I officially did not return back to work until three weeks after Gordie died. However, ten days after Gordie’s funeral there was a meeting with my small Innovation team in Pleasanton that I felt I had to attend. Two of the projects I was in charge of were on the agenda. Even though work was the last place I wanted to go, I felt compelled to attend the meeting. I did not tell anyone I was coming. I woke up that morning and went for a run. I thought the running might help calm my nerves before going into the office. I was so nervous that it impacted my run; every part of my body was tight and the run hurt. I tried to relax my body into an easy pace but my body would not cooperate. My mind was racing. How on earth was I going to walk into my office?
After my run, I got myself showered and decently enough dressed. I put on just enough make-up so that I did not look like death. I drove to work, all the way saying out loud “please let me not cry, please let me not cry, please let me not cry”.
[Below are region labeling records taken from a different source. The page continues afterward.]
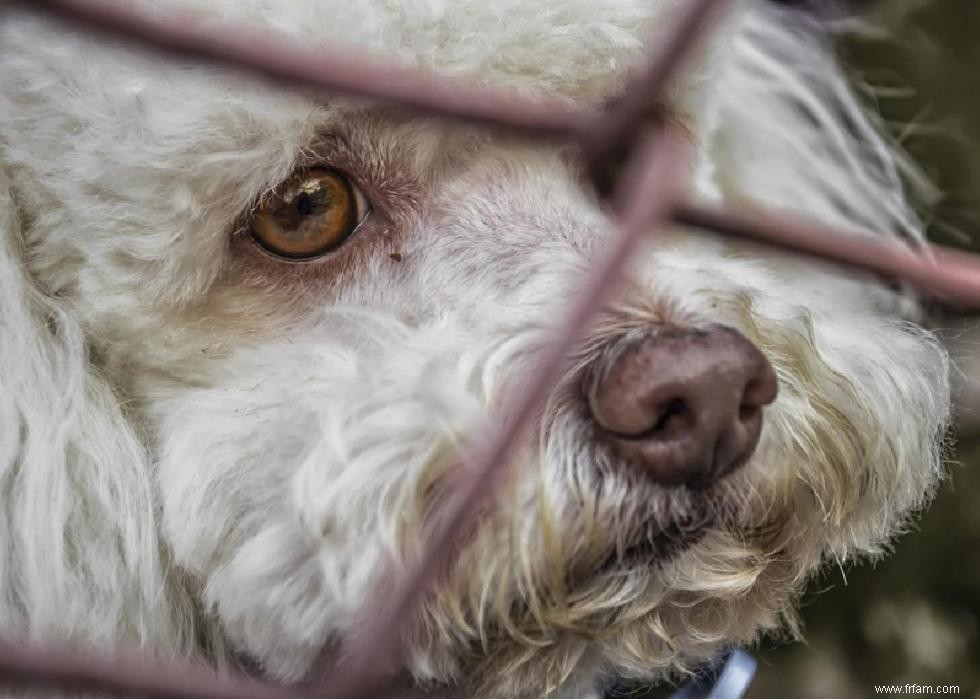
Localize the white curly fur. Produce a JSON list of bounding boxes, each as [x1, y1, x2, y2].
[[0, 0, 948, 699]]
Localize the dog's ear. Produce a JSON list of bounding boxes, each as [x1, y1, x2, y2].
[[0, 167, 188, 643], [712, 3, 932, 247]]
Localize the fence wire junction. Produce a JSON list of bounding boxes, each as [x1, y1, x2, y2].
[[0, 0, 980, 699]]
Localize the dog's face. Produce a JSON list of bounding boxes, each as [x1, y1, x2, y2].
[[0, 0, 947, 696]]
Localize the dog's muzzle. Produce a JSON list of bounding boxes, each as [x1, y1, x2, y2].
[[584, 325, 777, 488]]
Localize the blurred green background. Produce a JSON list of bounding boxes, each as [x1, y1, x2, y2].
[[749, 0, 980, 699]]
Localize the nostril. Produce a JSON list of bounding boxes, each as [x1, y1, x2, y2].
[[587, 326, 777, 487]]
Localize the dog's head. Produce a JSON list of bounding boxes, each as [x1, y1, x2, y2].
[[0, 0, 948, 696]]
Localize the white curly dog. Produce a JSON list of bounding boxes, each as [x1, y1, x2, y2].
[[0, 0, 949, 699]]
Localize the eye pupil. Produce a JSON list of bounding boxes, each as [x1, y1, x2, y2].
[[250, 168, 366, 260], [296, 192, 316, 216]]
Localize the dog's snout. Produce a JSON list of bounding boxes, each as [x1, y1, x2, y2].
[[586, 325, 777, 488]]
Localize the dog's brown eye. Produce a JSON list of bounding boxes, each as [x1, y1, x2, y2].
[[251, 168, 367, 260]]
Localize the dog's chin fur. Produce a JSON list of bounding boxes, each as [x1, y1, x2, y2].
[[0, 0, 948, 699]]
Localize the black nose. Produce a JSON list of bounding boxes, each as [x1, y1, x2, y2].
[[585, 325, 777, 488]]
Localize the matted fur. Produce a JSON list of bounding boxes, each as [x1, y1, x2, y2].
[[0, 0, 948, 699]]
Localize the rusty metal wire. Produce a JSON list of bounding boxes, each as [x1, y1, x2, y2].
[[0, 0, 980, 699]]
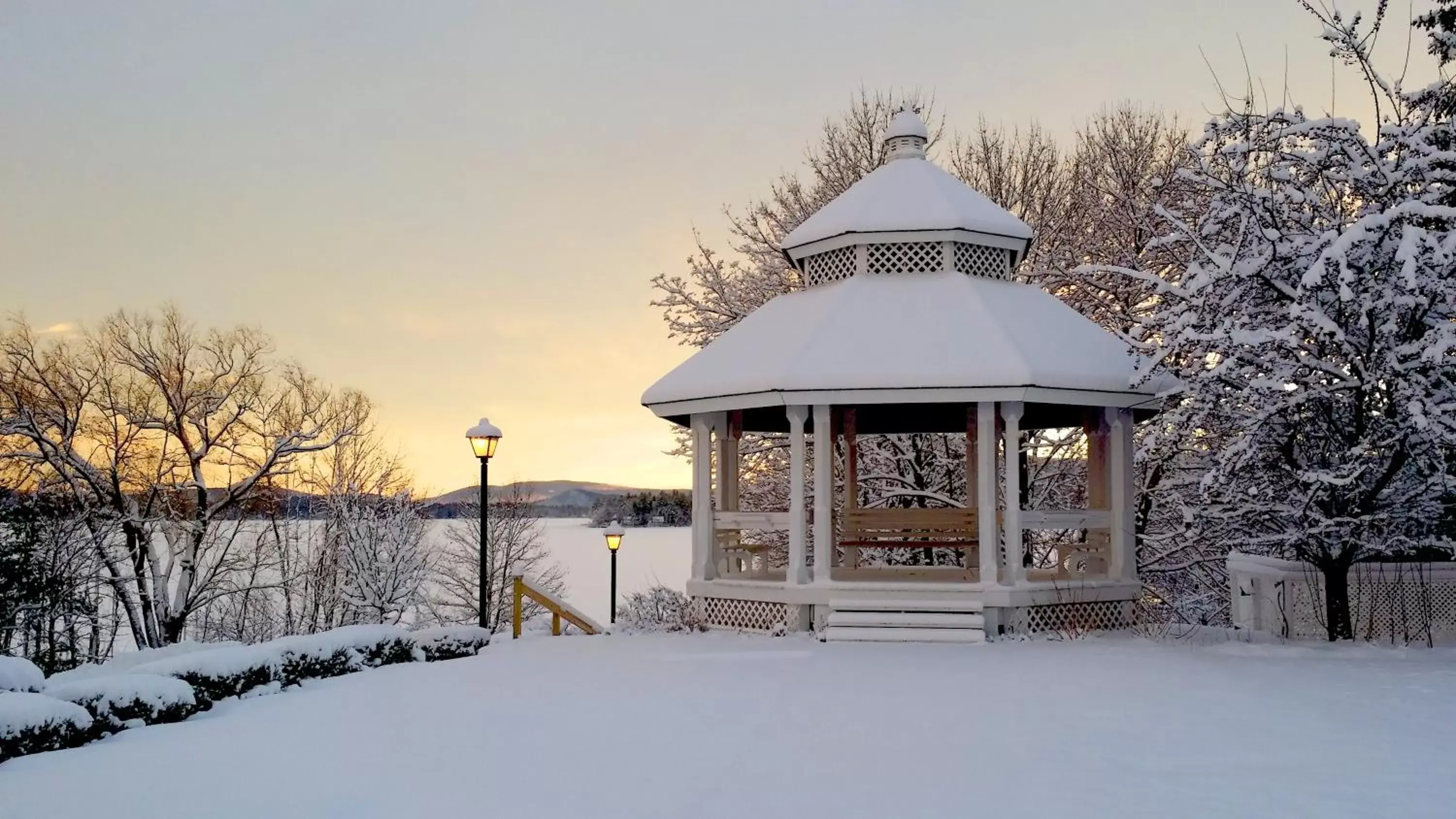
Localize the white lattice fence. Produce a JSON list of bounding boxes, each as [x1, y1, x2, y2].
[[865, 242, 945, 274], [697, 598, 796, 631], [1229, 553, 1456, 644], [955, 242, 1010, 279], [804, 247, 855, 287], [1010, 601, 1133, 634]]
I walked into my building and up the stairs. Nobody saw me. I headed to the conference room and took a deep breath just before I opened the door. Everyone looked toward the door. The surprise on their faces was notable but short. One by one people came up to me gave me a hug and said things like “it’s nice to see you back” or “welcome back”. Nobody said the dreaded words “I’m sorry”. It was like they knew I could not hear those words. And then we got down to business and everyone treated me normal.
One week later I returned to Pleasanton full time. Again, everyone treated me normal. Over the weeks a few of the people I was close to would ask me how I was doing or ask about the kids and I would open up and talk to them. One of those people was Lisa, a woman who lost her husband years ago. She had told me her story months before Gordie died but I did not truly understand her life until now. In an email while I was still out, she wrote “we are sisters now”. Indeed we were. Over the next few months and years Lisa would become very important to me. I talked to her. I cried to her. I asked her questions that nobody else could understand or answer. I would look for her face when I was presenting or talking in a meeting. She was comforting to me for reasons I am still not able to explain.
I made it until about 3pm on that first official day back to work. I then hit a wall emotionally and physically. I was exhausted from holding back the tears for over six hours. I quietly slid out the door and drove home, crying all the way. For several months after Gordie died, I would often leave at 3 or 4pm, just before the tears broke through the dam and started to fall. I would finish my work late at night when I was looking for an excuse not to go to bed alone. I am very, very grateful to Clorox and my bosses back then. I got my job done, and I did it well, but often not during regular work hours. Nobody ever said a word.
So, at least three out of my four fears did not come true. I never embarrassed myself at work with a crying breakdown. I never went into an angry rage. I was able to perform my job at the level that I was accustomed to. I don’t know if people talked about what happened to me as I left meetings or after they passed me in the halls. I’m sure they did but if they did, they were very discrete. I never heard anything…at all.
Unfortunately my fifth, and biggest, fear was valid. Working full time and being a solo parent would prove to be more difficult than I actually feared.